Bioconversion of α-Chitin by a Lytic Polysaccharide Monooxygenase Os LPMO10A Coupled with Chitinases and the Synergistic Mechanism Analysis.
Hongjun ZhaoHaipeng SuJianan SunHao DongXiang-Zhao MaoPublished in: Journal of agricultural and food chemistry (2024)
The whole enzymatic conversion of chitin is a green and promising alternative to current strategies, which are based on lytic polysaccharide monooxygenases (LPMOs) and chitinases. However, the lack of LPMOs with high activity toward α-chitin limits the efficient bioconversion of α-chitin.
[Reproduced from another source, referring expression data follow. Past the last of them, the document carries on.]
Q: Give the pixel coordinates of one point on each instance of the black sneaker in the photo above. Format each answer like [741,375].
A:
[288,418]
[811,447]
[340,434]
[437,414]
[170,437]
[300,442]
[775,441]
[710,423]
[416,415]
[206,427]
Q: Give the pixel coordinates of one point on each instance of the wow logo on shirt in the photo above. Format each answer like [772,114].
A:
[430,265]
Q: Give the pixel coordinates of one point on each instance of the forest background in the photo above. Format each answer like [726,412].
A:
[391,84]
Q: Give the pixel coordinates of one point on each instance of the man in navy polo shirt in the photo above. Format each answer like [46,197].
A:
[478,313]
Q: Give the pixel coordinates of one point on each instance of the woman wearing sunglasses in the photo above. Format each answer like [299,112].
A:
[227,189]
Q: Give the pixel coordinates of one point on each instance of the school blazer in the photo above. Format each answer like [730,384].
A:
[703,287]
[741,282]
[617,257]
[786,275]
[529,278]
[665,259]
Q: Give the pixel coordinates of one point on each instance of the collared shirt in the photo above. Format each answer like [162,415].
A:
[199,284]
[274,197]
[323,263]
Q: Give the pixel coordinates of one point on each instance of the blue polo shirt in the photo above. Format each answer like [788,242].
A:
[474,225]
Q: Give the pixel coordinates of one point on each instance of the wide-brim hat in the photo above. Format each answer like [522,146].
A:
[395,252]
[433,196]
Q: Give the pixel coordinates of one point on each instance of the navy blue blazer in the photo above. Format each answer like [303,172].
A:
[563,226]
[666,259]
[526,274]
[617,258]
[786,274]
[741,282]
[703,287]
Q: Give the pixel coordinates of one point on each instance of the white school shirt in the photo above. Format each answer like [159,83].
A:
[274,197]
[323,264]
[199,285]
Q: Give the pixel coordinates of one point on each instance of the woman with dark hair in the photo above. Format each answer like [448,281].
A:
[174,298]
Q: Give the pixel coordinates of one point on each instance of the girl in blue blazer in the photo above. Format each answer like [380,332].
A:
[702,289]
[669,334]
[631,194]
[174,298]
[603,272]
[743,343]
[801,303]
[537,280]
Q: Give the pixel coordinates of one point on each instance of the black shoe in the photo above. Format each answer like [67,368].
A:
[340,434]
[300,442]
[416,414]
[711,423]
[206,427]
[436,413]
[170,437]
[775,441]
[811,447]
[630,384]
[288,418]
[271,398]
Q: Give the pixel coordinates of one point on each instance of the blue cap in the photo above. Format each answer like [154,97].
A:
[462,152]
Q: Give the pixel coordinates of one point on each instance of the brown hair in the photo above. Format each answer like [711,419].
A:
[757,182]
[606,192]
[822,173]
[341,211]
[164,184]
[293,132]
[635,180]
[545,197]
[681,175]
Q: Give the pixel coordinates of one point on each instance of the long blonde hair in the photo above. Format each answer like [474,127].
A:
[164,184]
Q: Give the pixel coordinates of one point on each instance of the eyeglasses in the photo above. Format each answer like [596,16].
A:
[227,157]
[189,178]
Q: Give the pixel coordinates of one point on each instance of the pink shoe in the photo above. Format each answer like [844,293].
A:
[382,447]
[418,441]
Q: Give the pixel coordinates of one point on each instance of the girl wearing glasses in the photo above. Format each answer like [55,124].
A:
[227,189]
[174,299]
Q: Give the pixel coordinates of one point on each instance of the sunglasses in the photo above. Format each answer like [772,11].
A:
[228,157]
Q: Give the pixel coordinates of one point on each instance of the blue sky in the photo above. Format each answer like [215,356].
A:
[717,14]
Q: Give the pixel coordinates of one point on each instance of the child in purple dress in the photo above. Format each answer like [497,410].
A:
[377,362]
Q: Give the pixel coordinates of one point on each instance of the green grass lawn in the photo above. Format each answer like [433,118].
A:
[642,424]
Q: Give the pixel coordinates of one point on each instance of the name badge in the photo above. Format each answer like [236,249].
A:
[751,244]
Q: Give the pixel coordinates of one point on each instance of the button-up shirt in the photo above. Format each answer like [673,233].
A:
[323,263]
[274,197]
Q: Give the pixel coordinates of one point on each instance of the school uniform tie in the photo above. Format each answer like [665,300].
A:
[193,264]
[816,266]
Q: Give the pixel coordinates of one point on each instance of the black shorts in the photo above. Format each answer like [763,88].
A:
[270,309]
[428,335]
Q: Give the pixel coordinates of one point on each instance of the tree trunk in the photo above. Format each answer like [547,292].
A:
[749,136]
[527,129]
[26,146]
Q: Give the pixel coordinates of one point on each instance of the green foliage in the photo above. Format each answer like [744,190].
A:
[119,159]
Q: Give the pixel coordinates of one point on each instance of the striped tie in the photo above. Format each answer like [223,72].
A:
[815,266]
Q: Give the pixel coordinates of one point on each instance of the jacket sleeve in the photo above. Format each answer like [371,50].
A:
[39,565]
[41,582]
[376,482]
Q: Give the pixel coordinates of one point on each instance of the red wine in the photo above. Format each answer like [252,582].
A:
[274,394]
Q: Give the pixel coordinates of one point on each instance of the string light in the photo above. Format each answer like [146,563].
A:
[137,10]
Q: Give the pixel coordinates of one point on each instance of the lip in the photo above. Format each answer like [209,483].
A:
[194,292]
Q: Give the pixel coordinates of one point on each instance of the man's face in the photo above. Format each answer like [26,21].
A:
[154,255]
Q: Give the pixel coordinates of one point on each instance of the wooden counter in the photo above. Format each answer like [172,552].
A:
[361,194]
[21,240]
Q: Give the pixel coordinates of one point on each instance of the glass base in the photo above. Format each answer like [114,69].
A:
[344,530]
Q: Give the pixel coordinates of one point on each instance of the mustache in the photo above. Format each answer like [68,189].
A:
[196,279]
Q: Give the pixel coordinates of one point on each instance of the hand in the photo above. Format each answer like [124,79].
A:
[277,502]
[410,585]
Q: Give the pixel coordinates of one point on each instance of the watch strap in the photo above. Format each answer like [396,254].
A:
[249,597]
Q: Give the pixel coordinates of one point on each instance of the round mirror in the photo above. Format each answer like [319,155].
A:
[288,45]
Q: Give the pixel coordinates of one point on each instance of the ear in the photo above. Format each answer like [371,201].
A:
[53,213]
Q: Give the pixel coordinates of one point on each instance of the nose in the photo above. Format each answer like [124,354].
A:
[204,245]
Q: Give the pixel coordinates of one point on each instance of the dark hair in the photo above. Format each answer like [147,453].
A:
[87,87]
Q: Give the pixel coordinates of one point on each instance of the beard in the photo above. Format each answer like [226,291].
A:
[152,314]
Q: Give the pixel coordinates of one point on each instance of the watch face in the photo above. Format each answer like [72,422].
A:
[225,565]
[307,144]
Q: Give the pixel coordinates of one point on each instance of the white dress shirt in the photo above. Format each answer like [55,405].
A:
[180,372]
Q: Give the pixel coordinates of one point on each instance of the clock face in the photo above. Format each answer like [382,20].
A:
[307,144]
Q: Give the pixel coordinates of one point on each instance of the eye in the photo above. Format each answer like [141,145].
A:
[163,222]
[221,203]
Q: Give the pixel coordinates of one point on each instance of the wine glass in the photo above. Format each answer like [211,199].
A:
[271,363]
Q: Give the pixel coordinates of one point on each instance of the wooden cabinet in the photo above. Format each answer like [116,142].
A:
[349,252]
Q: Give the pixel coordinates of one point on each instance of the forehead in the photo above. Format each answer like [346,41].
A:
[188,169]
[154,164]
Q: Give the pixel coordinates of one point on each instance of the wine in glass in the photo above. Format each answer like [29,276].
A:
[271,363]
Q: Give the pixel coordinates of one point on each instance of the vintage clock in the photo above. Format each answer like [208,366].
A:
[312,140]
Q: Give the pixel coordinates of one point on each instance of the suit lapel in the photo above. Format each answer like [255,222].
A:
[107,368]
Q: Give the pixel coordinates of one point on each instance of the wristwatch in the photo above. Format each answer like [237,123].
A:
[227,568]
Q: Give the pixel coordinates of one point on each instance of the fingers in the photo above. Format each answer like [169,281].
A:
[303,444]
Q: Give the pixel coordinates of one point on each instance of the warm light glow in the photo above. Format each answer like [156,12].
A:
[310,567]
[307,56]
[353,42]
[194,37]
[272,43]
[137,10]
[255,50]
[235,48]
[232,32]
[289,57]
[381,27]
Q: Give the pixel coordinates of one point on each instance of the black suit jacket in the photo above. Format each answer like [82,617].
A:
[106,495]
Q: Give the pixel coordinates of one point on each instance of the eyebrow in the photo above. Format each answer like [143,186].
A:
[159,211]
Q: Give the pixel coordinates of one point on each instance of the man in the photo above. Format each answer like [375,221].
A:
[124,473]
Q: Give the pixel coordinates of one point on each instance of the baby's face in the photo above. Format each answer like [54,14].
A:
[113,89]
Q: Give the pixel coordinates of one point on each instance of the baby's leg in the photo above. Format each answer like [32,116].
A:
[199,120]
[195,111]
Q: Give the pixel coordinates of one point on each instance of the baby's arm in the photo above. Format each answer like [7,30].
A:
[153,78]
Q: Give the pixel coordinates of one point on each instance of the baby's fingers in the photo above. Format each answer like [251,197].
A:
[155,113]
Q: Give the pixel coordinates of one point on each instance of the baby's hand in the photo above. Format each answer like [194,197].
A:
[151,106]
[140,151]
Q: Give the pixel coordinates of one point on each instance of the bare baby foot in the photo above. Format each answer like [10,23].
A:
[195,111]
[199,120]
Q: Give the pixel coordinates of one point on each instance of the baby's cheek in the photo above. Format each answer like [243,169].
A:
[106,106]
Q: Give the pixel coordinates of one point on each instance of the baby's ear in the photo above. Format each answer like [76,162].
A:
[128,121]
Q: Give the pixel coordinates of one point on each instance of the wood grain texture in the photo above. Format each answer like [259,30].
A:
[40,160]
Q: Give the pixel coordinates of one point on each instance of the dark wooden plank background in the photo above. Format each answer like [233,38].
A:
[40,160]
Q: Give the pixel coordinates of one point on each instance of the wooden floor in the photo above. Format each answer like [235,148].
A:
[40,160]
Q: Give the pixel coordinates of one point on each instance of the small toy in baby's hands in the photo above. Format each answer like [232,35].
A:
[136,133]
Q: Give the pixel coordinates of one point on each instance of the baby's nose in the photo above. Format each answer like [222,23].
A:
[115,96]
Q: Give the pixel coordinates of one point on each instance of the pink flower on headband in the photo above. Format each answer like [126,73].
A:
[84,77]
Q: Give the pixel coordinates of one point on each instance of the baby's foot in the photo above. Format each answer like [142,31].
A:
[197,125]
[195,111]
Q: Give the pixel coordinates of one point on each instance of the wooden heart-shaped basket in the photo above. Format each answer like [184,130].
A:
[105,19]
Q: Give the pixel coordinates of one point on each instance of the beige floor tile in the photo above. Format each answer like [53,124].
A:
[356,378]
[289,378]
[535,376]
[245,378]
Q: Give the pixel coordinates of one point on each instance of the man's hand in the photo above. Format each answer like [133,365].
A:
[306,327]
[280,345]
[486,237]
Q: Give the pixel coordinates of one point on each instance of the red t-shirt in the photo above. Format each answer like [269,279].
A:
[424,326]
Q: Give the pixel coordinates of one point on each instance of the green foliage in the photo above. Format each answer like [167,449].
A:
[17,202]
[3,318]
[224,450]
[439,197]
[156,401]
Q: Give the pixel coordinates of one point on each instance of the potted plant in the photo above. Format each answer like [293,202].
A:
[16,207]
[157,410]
Herein, we characterized a high chitin-active LPMO from Oceanobacillus sp. J11TS1 ( Os LPMO10A), which could promote the decrystallization of the α-chitin surface. Furthermore, when coupled with Os LPMO10A, the conversion rate of α-chitin to N -acetyl chitobiose [(GlcNAc) 2 ] by three chitinases ( Serratia marcescens , ChiA, -B, and -C) reached 30.86%, which was 2.03-folds that without the addition of Os LPMO10A. Moreover, the results of synergistic reactions indicated that Os LPMO10A and chitinases promoted the degradation of α-chitin each other mainly on the surface. To the best of our knowledge, this study achieved the highest yield of N -acetyl chitooligosaccharides ( N -acetyl COSs) among reported LPMOs-driven bioconversion systems, which could be regarded as a promising candidate for α-chitin bioconversion.